Emplois, recyclage, prix… La fermeture de magasins de bière fait mal dans le Nord
Trois magasins de la franchise privée Beer Store ferment leurs portes dans le Nord ontarien dès aujourd’hui. Perte d’emplois, obligation de parcourir de longues distances pour s’approvisionner et consigner, hausse des prix de l’alcool… Les conséquences de cette décision se font sentir dans cette région.
Après la Régie des alcools (LCBO) et sa grève, c’est au tour de l’enseigne Beer Store de réagir après la décision du premier ministre Doug Ford d’autoriser la vente de bière, de vin, de cidre et de cocktails prêts à boire dans les dépanneurs et toutes les épiceries dont une partie a commencé la vente depuis jeudi dernier.
Deux semaines plus tôt, l’enseigne privée annonçait la fermeture de trois de ses succursales dans le Nord de l’Ontario, à Cochrane, Nipigon et Geraldton. ONFR a tenté de savoir la raison derrière la fermeture de ces magasins et a reçu une réponse générique de l’enseigne Beer Store.
« Nous sommes heureux d’annoncer que presque tous les employés touchés se verront offrir un emploi dans d’autres magasins de bière dans la région.

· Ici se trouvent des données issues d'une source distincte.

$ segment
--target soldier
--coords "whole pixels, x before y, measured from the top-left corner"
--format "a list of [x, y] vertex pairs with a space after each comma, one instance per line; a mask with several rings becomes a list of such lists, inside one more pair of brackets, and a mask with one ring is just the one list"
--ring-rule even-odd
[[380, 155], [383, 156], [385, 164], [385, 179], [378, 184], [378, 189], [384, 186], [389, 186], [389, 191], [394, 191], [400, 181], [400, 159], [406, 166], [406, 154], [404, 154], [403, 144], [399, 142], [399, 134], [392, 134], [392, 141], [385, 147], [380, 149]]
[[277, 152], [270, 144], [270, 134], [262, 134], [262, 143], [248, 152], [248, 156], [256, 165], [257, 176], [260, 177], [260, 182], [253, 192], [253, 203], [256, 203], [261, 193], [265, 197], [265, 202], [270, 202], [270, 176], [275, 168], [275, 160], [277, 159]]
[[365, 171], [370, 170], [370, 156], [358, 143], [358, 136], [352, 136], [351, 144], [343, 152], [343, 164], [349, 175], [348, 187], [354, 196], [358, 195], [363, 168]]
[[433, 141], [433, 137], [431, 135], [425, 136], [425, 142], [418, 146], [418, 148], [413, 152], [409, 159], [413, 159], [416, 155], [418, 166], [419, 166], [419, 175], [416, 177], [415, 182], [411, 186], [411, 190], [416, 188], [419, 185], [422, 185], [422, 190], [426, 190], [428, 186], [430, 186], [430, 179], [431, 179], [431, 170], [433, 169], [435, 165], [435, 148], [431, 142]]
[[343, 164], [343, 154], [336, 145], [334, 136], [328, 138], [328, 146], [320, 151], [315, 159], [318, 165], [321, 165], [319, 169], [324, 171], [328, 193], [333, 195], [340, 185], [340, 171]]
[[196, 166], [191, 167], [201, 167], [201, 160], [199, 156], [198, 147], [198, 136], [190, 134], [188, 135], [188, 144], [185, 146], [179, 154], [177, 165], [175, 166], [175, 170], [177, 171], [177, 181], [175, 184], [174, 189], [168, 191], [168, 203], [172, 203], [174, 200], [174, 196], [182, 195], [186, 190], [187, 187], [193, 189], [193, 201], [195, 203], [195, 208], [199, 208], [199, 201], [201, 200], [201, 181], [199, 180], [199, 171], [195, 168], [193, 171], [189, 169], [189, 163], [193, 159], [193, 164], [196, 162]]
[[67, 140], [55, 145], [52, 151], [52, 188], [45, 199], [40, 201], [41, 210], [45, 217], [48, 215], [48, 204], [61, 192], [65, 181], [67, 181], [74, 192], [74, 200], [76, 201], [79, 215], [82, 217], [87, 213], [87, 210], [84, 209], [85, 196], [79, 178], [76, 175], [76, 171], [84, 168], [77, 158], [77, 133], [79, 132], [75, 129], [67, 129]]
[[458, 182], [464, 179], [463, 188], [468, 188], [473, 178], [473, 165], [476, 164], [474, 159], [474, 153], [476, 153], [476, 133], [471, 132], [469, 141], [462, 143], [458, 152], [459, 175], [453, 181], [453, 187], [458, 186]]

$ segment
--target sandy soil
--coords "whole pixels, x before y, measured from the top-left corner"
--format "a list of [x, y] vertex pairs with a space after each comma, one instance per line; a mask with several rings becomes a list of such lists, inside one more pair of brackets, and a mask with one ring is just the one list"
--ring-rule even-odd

Nous sommes conscients que cette fermeture de succursale aura des répercussions sur certains clients », pouvait-on lire dans la note adressée par courriel.
L’employeur aurait justifié ces fermetures par « des problèmes majeurs de rénovation, des questions de santé et de sécurité ou des problèmes de volume », affirme le syndicat du secteur privé au Canada (TUAC) représentant les employés de l’enseigne.
Selon John Nock, président du local 12R24, ces fermetures sont directement liées à la politique menée par Doug Ford : « C’est malheureux, mais le gouvernement a fait son choix et l’employeur ne veut pas opérer s’il ne fait pas d’argent comme il en faisait auparavant. »
Les travailleurs impactés
En tout, ce sont dix magasins de la franchise qui ont fermé en Ontario depuis le début de l’année, dont trois, dans le Nord. Une quinzaine d’employés ont perdu leur emploi dans la région et seul un d’entre eux aurait choisi de déménager afin d’aller travailler dans une autre succursale.
« Ils pourraient aller travailler dans un autre Beer Store mais, dans le Nord de l’Ontario, la prochaine succursale pourrait être à plusieurs heures de route. La plupart d’entre eux préfèrent donc une indemnité de départ et espèrent trouver un autre emploi », confie M. Knock.
« C’est terrible parce que certaines personnes y travaillent depuis des décennies et vous avez l’impression d’avoir un bon emploi stable dans un magasin qui existe depuis 97 ans. Beaucoup de personnes sont donc dévastées par la nouvelle. »
Sur les réseaux sociaux, la nouvelle de ces fermetures a créé une onde de choc avec plusieurs centaines de réactions sur Meta, notamment. Plusieurs ont blâmé, directement, le gouvernement conservateur de Doug Ford.
« Comme s’il n’y avait pas assez de clients entre Hearst et Thunder Bay pour garder ne serait-ce qu’un seul magasin ouvert entre les deux », s’indigne une internaute.
Un autre utilisateur travaillant dans une autre succursale du Nord s’est montré très inquiet devant la possible fermeture de son magasin.
Problème de recyclage
Avec la fermeture de ces magasins, viennent également des craintes concernant la possibilité de faire consigner les bouteilles d’alcool dans le Nord.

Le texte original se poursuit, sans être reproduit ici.